Marie Claude Cleary, DG de la Fondation Nouveaux Sentiers, en compagnie de Maude ka Miskwisit Prud’homme.

Cette mission passe par les campus universitaires, souligne la directrice générale. Compléter ses études post-secondaires exige de quitter sa communauté. Une étape très difficile, assure Mme Cleary. C’est pourquoi elle se réjouit de savoir que l’Université Laval, comme plusieurs autres établissements, dédie une équipe au bien-être autochtone.

À Québec, cela se fera notamment grâce à une cuisine collective pour les étudiants des Premières nations. Un geste qui touche profondément Marie-Claude Cleary. La cuisine est un moyen pour la communauté de se rassembler et de partager les valeurs communes. Les participants à la Marche de la vérité ont d’ailleurs pu goûter à la sagamité, un plat traditionnel autochtone.

Le cœur était aussi à la fête familiale, samedi avant-midi.

La célébration de la culture prend aussi la forme de mocassins, avec Bastien Industries. L’entreprise de fabrication de mocassins selon le savoir-faire ancestral a créé un mocassin spécialement à la mémoire de Joyce Echaquan, dont les profits sont destinés à la Fondation Nouveaux Sentiers. Le propriétaire Jason Picard a lancé cent paires exclusives, dont plus de la moitié est déjà vendue.

3 ans plus tard

La Marche de la vérité prend place trois ans, presque jour pour jour, après le tragique décès de Joyce Echaquan. Le 28 septembre 2020, Joyce Echaquan est décédée à l’hôpital de Joliette, sous les insultes d’employés. La mère de famille atikamekw de 37 ans s’était filmée peu avant sa mort, à l’hôpital, en appelant à l’aide.

« La journée du 30 septembre, de plus en plus, elle résonne. Être là, c’est reconnaître notre bout de l’histoire. »

—  Manon Massé

Trois ans plus tard, trop peu a changé, déplore Manon Massé, seule députée sur place. « Je me retrouve à la même place où j’étais il y a trois ans.
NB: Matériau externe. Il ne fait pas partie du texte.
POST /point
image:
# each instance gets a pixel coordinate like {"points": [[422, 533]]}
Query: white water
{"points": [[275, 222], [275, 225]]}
Dans une non-reconnaissance des dirigeants de ce que vivent les Premières nations. »

Les gestes symboliques sont nécessaires, souligne Manon Massé, mais pas suffisants. « Le gouvernement parle des deux côtés de la bouche : on veut se réconcilier avec les Premières nations, mais quand il s’agit le temps de poser des gestes concrets d’égalité de nation à nation, il n’est jamais au rendez-vous. »

Après un long arrêt pour sa santé, Manon Massé retrouvait avec émotion plusieurs « frères et sœurs » autochtones, dont Michèle Audette.

Sur le plan personnel, Manon Massé était très émue de l’événement. « Je sais comment mes frères et sœurs souffrent, c’est une journée très difficile pour eux. Ça me fait du bien de savoir que je suis là, à leurs côtés ».

La marche de la vérité amorce la troisième et dernière journée d’activités de réconciliation avec les peuples autochtones à l’Université Laval. Jeudi et vendredi, le campus a accueilli des prestations musicales, allocutions et artisans autochtones.